Dans les zones d'intérêt cynégétique, créées par cet arrêté, les dispositions sur le commerce de la venaison sont beaucoup plus restrictives ; elles ont été détaillées au § 2.1.4.1 .

Après l'Indépendance, « en zone de chasse banale, l'échange, la cession, l'achat, la vente, la

circulation du gibier et de la viande de chasse sont libres pour tous les résidents originaires de la République Centrafricaine » (article 63, loi n°60/141). La situation dans la zone d'intérêt cynégétique

reprend les dispositions restrictives évoquées ci-dessus. Dans la première décennie après l'Indépendance, les contrôles sur la filière venaison sont donc légalement très limités.

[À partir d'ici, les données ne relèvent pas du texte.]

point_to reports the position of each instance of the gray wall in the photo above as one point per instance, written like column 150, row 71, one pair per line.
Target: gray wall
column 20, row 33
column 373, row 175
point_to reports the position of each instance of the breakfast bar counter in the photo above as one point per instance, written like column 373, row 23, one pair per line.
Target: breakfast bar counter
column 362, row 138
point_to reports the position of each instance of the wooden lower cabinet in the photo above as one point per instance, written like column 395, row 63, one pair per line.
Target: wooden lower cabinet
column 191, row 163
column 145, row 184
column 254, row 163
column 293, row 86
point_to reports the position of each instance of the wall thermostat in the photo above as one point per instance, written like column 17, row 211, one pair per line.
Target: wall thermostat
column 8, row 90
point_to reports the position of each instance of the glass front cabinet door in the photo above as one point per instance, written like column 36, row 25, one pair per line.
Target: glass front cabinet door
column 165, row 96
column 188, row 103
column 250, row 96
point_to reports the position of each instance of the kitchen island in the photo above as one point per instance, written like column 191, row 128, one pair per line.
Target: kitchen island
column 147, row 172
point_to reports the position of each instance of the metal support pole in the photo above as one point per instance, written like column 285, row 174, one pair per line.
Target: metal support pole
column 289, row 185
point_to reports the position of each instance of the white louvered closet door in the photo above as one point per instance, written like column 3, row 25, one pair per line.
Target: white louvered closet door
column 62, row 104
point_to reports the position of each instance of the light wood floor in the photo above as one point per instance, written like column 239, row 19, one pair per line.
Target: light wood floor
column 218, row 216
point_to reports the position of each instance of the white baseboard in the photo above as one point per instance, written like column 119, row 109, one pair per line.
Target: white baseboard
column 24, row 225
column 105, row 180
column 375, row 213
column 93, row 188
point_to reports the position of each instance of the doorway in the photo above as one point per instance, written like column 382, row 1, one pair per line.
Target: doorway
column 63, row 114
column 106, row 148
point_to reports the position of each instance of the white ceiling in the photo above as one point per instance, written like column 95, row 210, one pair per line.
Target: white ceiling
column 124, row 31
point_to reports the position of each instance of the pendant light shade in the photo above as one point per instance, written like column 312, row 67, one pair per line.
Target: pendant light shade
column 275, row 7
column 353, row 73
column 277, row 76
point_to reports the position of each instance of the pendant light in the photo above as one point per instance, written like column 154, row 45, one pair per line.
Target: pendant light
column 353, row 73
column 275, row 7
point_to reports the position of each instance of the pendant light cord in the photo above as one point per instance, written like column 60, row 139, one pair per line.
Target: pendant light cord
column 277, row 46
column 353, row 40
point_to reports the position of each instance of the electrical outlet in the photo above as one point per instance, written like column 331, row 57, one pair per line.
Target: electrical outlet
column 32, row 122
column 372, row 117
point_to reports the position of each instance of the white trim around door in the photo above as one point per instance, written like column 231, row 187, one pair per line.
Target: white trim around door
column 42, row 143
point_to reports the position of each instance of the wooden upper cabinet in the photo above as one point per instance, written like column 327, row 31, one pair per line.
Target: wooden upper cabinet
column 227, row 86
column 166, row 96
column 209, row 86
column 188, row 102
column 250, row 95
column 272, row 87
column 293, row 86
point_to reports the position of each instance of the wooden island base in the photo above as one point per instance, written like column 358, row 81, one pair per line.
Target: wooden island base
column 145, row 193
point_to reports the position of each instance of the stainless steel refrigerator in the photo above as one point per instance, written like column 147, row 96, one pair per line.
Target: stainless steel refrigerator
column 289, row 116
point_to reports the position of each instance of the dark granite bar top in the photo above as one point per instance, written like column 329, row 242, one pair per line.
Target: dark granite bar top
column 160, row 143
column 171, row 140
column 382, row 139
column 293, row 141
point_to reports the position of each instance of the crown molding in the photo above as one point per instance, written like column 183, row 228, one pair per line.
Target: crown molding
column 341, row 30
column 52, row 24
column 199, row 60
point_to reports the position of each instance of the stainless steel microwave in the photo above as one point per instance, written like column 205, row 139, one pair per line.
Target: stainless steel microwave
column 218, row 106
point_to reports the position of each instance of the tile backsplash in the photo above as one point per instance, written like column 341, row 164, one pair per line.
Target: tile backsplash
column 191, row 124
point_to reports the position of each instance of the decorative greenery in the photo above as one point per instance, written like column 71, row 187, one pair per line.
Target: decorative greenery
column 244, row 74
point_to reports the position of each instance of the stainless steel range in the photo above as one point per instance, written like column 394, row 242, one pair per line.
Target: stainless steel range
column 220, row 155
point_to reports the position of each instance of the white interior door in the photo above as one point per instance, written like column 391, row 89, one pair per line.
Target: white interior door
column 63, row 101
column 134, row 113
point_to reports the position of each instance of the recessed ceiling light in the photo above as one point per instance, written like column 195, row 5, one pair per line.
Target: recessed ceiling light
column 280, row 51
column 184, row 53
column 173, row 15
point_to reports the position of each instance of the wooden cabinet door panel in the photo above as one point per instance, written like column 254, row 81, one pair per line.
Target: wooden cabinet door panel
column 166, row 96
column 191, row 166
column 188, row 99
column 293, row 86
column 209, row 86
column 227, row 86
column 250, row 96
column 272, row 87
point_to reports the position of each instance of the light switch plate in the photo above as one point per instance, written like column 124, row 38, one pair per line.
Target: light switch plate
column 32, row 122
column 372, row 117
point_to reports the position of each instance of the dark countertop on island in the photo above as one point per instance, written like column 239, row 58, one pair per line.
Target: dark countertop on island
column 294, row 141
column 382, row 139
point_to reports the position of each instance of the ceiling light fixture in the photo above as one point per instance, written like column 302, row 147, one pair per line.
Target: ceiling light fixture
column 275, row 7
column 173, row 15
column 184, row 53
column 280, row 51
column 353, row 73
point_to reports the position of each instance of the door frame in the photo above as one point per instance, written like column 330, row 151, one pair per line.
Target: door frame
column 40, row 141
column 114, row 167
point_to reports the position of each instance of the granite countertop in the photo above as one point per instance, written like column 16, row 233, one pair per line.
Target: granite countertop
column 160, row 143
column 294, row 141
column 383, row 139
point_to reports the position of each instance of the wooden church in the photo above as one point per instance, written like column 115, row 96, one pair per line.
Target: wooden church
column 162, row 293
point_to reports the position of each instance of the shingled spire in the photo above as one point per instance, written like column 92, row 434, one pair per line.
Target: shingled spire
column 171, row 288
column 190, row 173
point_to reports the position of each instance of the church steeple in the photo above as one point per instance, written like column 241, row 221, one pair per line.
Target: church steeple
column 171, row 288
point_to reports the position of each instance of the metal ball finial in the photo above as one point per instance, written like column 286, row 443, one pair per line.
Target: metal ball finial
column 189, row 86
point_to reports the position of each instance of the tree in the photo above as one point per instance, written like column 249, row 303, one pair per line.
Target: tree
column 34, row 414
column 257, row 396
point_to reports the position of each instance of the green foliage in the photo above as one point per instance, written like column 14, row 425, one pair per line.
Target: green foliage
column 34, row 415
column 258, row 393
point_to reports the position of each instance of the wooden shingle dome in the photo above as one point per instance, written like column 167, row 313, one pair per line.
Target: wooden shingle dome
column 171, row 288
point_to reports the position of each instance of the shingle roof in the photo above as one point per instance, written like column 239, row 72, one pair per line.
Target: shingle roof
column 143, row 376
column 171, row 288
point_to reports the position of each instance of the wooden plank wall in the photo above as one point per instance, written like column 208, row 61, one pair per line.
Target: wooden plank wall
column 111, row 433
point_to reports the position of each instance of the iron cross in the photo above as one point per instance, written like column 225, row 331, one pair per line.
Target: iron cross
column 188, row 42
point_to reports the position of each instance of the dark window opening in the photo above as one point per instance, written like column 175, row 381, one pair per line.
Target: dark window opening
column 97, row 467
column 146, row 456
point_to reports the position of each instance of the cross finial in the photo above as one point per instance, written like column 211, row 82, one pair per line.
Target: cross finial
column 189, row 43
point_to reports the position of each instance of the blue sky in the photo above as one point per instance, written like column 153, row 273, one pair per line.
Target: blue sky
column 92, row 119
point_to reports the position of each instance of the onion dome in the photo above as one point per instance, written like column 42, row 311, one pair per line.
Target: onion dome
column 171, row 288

En 1974, l'ordonnance n°74/72 va imposer aux commerçants de viande de chasse de demander une autorisation administrative, délivrée par le Ministère du commerce, après avis du Ministère chargé de la faune, et de payer une patente. La circulation de la venaison doit être accompagnée d'un carnet à souches, délivré par le service des Chasses et rempli par le vendeur et l'acheteur, devant permettre la traçabilité des produits. Alors que la demande urbaine est en forte croissance et que, suite aux aléas politico-économiques liés à l'arrivée au pouvoir du président Bokassa, l'économie de la RCA commence à sombrer dans l'informalité, ces dispositions ne seront donc jamais réellement appliquées.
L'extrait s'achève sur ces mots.